Currently, individuals can claim deduction up to Rs 15,000 in respect of Mediclaim Insurance Premium for self, spouse, dependent children and dependent parents. Under Budget proposal, this limit has been enhanced such that the deduction can now be claimed for premium of up to Rs 15,000 for self, spouse and dependent children and further Rs 15,000 for parents. Where a parent is a senior citizen the limit gets further enhanced to Rs 20,000.

It is important to note that to claim the additional deduction it is now not necessary that the parent should be a dependent parent (unlike the present provisions).

Impact: This will encourage individuals to take medical insurance policies for their parents, which will in turn give boost to health insurance sector and indirectly help further develop medical facilities in the country, due to access to the medical facilities with these medical policies.

Reverse mortgage

In relation to transactions under reverse mortgage scheme, under which senior citizens can mortgage their capital assets (generally the house) and obtain a loan, it has been clarified that the mortgage of the capital assets will not be considered as a transfer for the purposes of capital gains i.e. it will not be subject to capital gains tax at the time of mortgage of the property.

Therefore, capital gains tax liability will arise only at the point where the mortgage property is alienated (generally, when it is sold) by the mortgagee (housing finance company/bank) for the purpose of recovering the loan.

Further, it has been clarified that the receipt of loan either in lump sum or in instalment will not be considered as income in the hands of the individual.

Impact: This is a much needed clarification which will settle the ambiguity, if any, in respect of taxability of reverse mortgage loans. This will further help to launch these schemes by different banks, which had been put on hold for want of clarifications as to the taxability.

FBT recovered

The Central Board of Direct Taxes (CBDT) had earlier clarified that where Fringe Benefit Tax (FBT) on ESOPs is paid by the employer and recovered from the employee, it shall be deemed that the employee has paid the FBT. Therefore, such employees can claim credit for this deemed payment of FBT in a foreign country.

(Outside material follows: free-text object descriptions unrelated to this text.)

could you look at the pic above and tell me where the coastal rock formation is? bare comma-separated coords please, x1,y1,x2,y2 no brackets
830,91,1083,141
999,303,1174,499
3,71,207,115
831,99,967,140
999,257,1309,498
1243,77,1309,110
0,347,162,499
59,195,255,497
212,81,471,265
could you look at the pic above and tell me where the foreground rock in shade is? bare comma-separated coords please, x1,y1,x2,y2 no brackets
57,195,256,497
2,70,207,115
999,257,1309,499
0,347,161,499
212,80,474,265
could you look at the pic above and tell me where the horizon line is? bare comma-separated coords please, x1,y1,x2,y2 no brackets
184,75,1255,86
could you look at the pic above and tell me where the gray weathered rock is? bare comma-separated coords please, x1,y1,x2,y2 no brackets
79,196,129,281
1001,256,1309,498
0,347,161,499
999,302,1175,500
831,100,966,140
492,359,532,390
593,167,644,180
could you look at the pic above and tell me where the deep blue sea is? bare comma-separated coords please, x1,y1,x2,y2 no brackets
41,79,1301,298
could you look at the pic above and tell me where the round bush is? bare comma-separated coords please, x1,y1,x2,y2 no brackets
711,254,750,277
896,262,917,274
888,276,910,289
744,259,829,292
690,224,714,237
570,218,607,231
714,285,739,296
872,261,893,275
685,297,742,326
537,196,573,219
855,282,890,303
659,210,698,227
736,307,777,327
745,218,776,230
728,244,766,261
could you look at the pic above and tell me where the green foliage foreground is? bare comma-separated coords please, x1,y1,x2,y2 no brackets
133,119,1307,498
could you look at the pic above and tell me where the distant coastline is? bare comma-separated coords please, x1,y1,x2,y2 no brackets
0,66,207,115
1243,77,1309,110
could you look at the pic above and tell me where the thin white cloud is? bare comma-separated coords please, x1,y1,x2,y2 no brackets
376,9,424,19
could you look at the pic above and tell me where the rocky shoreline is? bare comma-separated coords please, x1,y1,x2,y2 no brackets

The above clarification is now proposed to be incorporated as part of the provisions of the Income-tax Act, 1961 itself. It is, however, also clarified that any such deeming will not allow the individual to claim credit for such FBT against his other personal income and/or claim a refund from the tax department on that account.

Impact: Being part of the statute will help individuals (especially globally mobile employees), strengthen their claim to avail tax credit in foreign country. Even though there were many more items in the individual’s wish list, nevertheless, the above relief in tax slabs and other clarifications will help the individuals feel happy and cheer the Budget 2008.